Top-down guidance to sheep features is important here, but even with no sign of a sheep, scene constraints make it clear that “C” is a plausible location. Spatial layout cues indicate that any sheep behind “B” would be very small and “A,” “D,” and “E” are implausible, even though, looking at Fig. 7b, there are sheep-like basic features in the fluffy white clouds behind “E” and the bits in the building behind “D” that share color and rough shape with the sheep who was, in fact, behind “C.”

Like selection history, scene guidance is a term covering a number of different modulators of priority. Moreover, perhaps more dramatically than the other forms of guidance, scene guidance evolves over time. In Fig. 3, this is indicated by having two sources of scene information feeding into guidance. In the first moments after a scene becomes visible, the gist of the scene becomes available. Greene and Oliva (2009) demonstrated that exposures of 100 ms or less are all that are needed to permit Os to grasp the rough layout of the scene. Where is the ground plane? What is the rough scale of the space? A little more time gives the observer rough semantic information about the scene: Outdoors, rural, etc. For this specific example, very brief exposures are adequate to determine that there is likely to be an animal present (Li, VanRullen, Koch, & Perona, 2002; Thorpe, Fize, & Marlot, 1996), even if not to localize that animal (Evans & Treisman, 2005). Castelhano and her colleagues have formalized this early guidance by the layout in her Surface Guidance Framework (Pereira & Castelhano, 2019).
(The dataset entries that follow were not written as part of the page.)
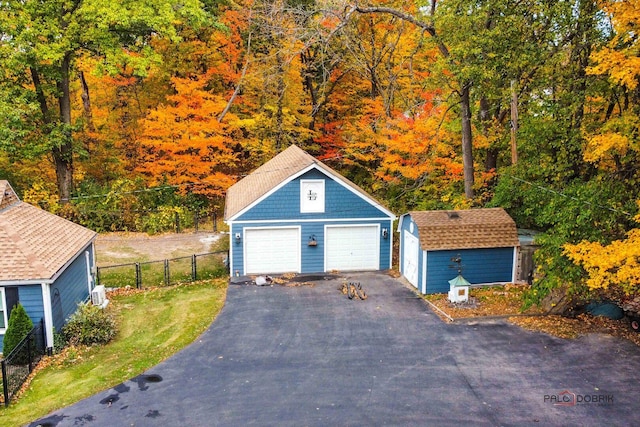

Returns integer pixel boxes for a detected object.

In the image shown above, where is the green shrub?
[136,206,193,234]
[2,303,33,363]
[61,303,116,345]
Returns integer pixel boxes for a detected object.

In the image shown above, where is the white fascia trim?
[50,241,97,283]
[225,163,397,222]
[0,279,54,286]
[229,217,391,226]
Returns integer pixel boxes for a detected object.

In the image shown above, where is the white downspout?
[40,283,53,351]
[84,251,93,296]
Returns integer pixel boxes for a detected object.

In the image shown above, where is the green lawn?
[0,279,227,427]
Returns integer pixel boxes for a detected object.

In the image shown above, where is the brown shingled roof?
[224,145,393,220]
[0,181,97,282]
[409,208,519,250]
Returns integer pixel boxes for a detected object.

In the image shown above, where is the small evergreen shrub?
[61,303,116,345]
[2,303,33,364]
[136,206,193,234]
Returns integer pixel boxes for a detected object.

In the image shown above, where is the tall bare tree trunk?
[53,55,73,204]
[460,82,474,199]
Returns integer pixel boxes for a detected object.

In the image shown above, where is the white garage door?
[244,227,300,274]
[325,225,380,271]
[402,230,420,288]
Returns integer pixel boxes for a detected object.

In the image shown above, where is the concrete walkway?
[31,273,640,427]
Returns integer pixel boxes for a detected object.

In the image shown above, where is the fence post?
[2,359,9,408]
[136,262,142,289]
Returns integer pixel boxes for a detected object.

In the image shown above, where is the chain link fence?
[2,321,46,406]
[96,251,228,289]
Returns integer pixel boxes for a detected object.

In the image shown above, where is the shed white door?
[402,230,420,288]
[325,225,380,271]
[244,227,300,274]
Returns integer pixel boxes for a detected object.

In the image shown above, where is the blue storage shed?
[398,208,519,294]
[0,180,97,353]
[225,145,395,276]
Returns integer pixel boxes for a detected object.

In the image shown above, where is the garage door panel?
[325,225,380,271]
[244,227,300,274]
[402,230,419,288]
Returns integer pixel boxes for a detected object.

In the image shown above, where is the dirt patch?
[423,285,640,346]
[96,233,224,267]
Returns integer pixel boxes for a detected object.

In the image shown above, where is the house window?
[300,179,324,213]
[0,288,8,334]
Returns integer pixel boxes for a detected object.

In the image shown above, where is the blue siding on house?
[230,169,392,275]
[399,215,514,294]
[0,245,94,352]
[234,169,387,221]
[0,285,44,353]
[51,247,93,330]
[230,220,391,274]
[18,285,44,325]
[427,247,513,294]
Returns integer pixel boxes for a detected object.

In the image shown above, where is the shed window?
[300,179,324,213]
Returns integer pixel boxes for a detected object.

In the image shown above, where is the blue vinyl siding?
[0,245,93,352]
[18,285,44,325]
[230,169,392,275]
[230,220,391,274]
[0,285,44,353]
[427,247,513,294]
[51,246,93,330]
[235,169,387,221]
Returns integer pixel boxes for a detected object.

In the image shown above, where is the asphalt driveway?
[32,273,640,426]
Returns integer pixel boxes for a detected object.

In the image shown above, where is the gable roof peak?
[224,145,395,220]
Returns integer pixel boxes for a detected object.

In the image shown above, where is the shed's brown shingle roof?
[0,181,97,282]
[409,208,519,250]
[224,145,394,220]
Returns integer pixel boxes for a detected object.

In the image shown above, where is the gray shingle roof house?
[225,145,395,275]
[398,208,520,294]
[0,180,97,351]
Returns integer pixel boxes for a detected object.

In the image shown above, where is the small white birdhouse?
[449,274,471,302]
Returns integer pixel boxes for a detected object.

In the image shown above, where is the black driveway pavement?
[32,273,640,426]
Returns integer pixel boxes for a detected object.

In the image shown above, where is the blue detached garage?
[225,145,395,276]
[398,208,519,294]
[0,180,97,352]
With time, other forms of scene guidance emerge. For example, Boettcher et al. (2018) have shown that “anchor objects” can guide attention to the location of other objects. Thus, if you are looking for a toothbrush, you can be guided to likely locations if you first locate the bathroom sink. Presumably, this form of scene guidance requires more processing of the scene than does the appreciation of the gist-like “spatial envelope” of the scene (Oliva, 2005). Since anchor objects are typically larger than the target object (sink -> toothbrush), this can be seen as related to the global-local processing distinction originally popularized by Navon (1977).

As one way to quantify scene guidance, Henderson and Hayes (2017) introduced the idea of a “meaning map.” A meaning map is a representation akin to the salience map that reflects bottom-up guidance of attention. To create a meaning map, Henderson and Hayes divided scenes up into many small regions. These were posted online, in isolation and in random order as a “Mechanical Turk” task in which observers were asked to rate the meaningfulness of each patch (i.e., a patch containing an eye might be rated as highly meaningful; a piece of wall, much less so). These results are summed together to form a heatmap showing where, in the scene, there was more or less meaning present. Meaning maps can predict eye movements better than salience maps calculated for the same images (Pedziwiatr, Wallis, Kümmerer, & Teufel, 2019). The method loses the valuable guiding signal from scene structure, but it is a useful step on the way to putting scene guidance on a similar footing with top-down and bottom-up guidance.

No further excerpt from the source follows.